As summer wanes, Utahns face national and state issues. We have opinions on all of them.
Is America turning more anti-immigrant, and what are the ramifications?
Pignanelli: ”We should erect a wall of brass around the country for the exclusion of Catholics.” — Chief Justice John Jay
Bless Donald Trump — he may be the accidental spokesperson for our state. His behavior on immigration is providing the important contrast of the “Trump Way” and the “Utah Way.”
Several years ago, our state leaders crafted a balanced immigration approach that received accolades across the country. This is because Americans, whether their ancestors arrived on the Mayflower or in less glamorous circumstances (like my family), possess a complicated but commonsensical view of immigration. Polls indicate we are concerned with mass immigration (despite the benefits), but our pragmatic and compassionate souls desire a path of citizenship for the hardworking undocumented. There are problems associated with new entrants (i.e. the criminal activity of which my ethnic heritage excelled), but nothing warms our collective hearts as much as when people of various colored hues take the oath of citizenship.
The perception of anti-immigrant emotion is increasing because the loudest voice on the issue emanates from Trump. Soon, shrewd presidential contenders will counter his rhetoric with elements of the Utah solution, which will be well received. Americans understand that newcomers from all over — who seek liberty and opportunity — are a fundamental element of the energy and entrepreneurial spirit that make this country great.
Webb: Turning against immigration is a certain path to political loss, along with cultural, social and economic decline. What’s happening in the Republican Party is simply tragic. Instead of embracing Trump’s inflammatory rhetoric, Republican candidates should look to the Utah Compact for guidance on immigration.
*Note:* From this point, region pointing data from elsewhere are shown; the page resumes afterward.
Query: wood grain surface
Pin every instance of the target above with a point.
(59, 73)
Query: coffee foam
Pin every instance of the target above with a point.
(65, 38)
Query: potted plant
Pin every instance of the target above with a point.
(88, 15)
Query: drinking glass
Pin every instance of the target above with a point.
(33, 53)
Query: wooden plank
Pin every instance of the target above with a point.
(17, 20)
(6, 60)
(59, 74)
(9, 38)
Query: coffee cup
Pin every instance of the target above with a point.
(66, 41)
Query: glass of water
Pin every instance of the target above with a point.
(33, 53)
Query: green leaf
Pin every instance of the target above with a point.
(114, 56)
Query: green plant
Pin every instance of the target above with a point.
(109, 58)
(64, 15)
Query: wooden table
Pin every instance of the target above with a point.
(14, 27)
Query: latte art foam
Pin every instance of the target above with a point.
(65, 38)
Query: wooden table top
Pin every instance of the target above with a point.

The Compact emphasizes humane treatment of illegal immigrants, keeping families together and economics.
I recently spent a few days at Jackson Lake Lodge in Teton National Park. One of the guides there said lodge employees are recruited from all over the world because they can’t find enough young Americans to work. Trump and other retrograde thinkers would have you believe that immigrants are taking away American jobs. That’s simply not true. The agriculture and hospitality industries face worker shortages.
Trump has, unfortunately, provided cover for the immigrant-haters, many of whom are struggling with life themselves. They target immigrants as convenient scapegoats. In reality, immigrants will help them, not hurt them.
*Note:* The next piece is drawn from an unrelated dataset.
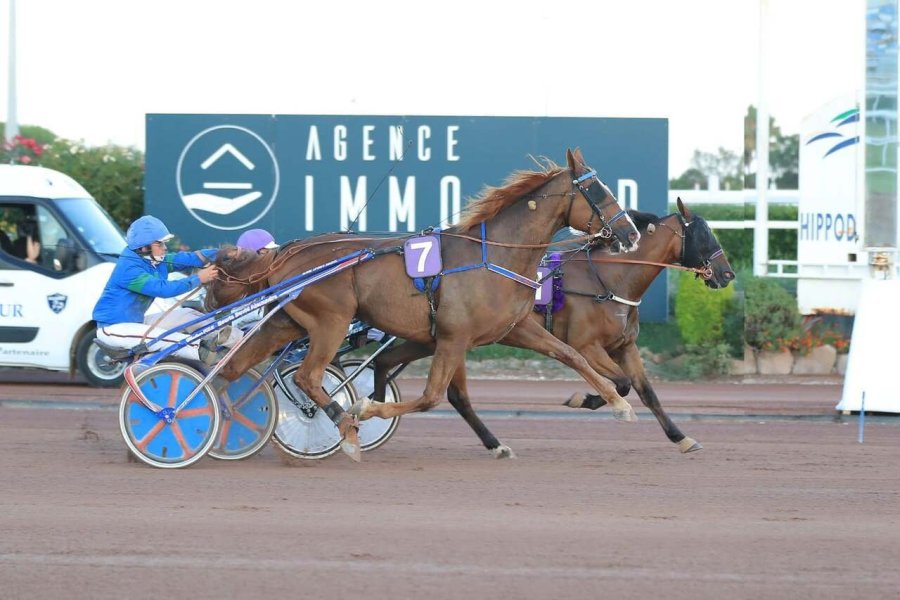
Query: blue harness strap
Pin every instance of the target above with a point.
(484, 264)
Utah Reps. Rob Bishop and Jason Chaffetz will soon release their big public lands proposal. Can it pass Congress and be signed by the president?
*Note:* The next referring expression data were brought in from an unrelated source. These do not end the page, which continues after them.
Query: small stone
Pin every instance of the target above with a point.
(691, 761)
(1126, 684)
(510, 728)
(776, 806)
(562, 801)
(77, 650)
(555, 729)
Pignanelli: Years ago I actually practiced law, especially in domestic relations. I learned quickly that when my client and his/her soon-to-be ex-spouse objected strenuously to the details of a settlement proposal, we were on the right track. Environmental groups have been extremely participatory and helpful, but still have some reservations with the lands proposal. But when I witnessed conservative Rep. Michael Noelthrash Chaffetz and Bishop staff for their efforts, my experience suggested a potential legitimate compromise.
These congressmen certainly have the juice to get the bill through the House. But facing them is a calendar filled with a host of issues that may prevent anything in the near future accomplished in the U.S. Senate.
Webb: Bishop and Chaffetz are demonstrating the right way to make public lands policy, in contrast to the possibility of President Obama unilaterally imposing a national monument by executive edict. Their years-long process has been bottom-up, involving all stakeholders, with innumerable meetings and negotiating sessions and a lot of time spent out on the land.
If Obama imposes a national monument, it will expose as a lie all his rhetoric about open, transparent, collaborative government.
The Bishop/Chaffetz proposal won’t make everyone happy. Everyone has to compromise a little. And the extremes on both sides will moan and groan. I say ignore the extremes. Ignore the chronically complaining Southern Utah Wilderness Alliance. Ignore those who think the state can magically wrest all BLM and Forest Service land from the federal government.
This may be the most important public lands initiative in the history of the state. It will mean a lot more protected land for conservation purposes, and a lot more energy development. Utah’s business, political and conservation leaders ought to get behind this proposal.
Will Joe Biden really take on Hillary Clinton?
Pignanelli: In a "friendly" wager (which is allowed in Utah law), I bet Biden drags this out for months. The emails controversy surrounding Clinton is unlikely to end anytime soon, and he could have a late opportunity. "Uncle Joe" speaks his mind without a script, has not economically benefited from public service and has a warm demeanor. He could do well.
Webb: I’d love to see the Democrats face additional drama in their nomination process. My guess is that Biden will carefully consider running, but will ultimately say no — unless the Clinton scandals really start to damage her. Clinton has a big head start. Biden is old and prone to gaffes. But he could beat Trump.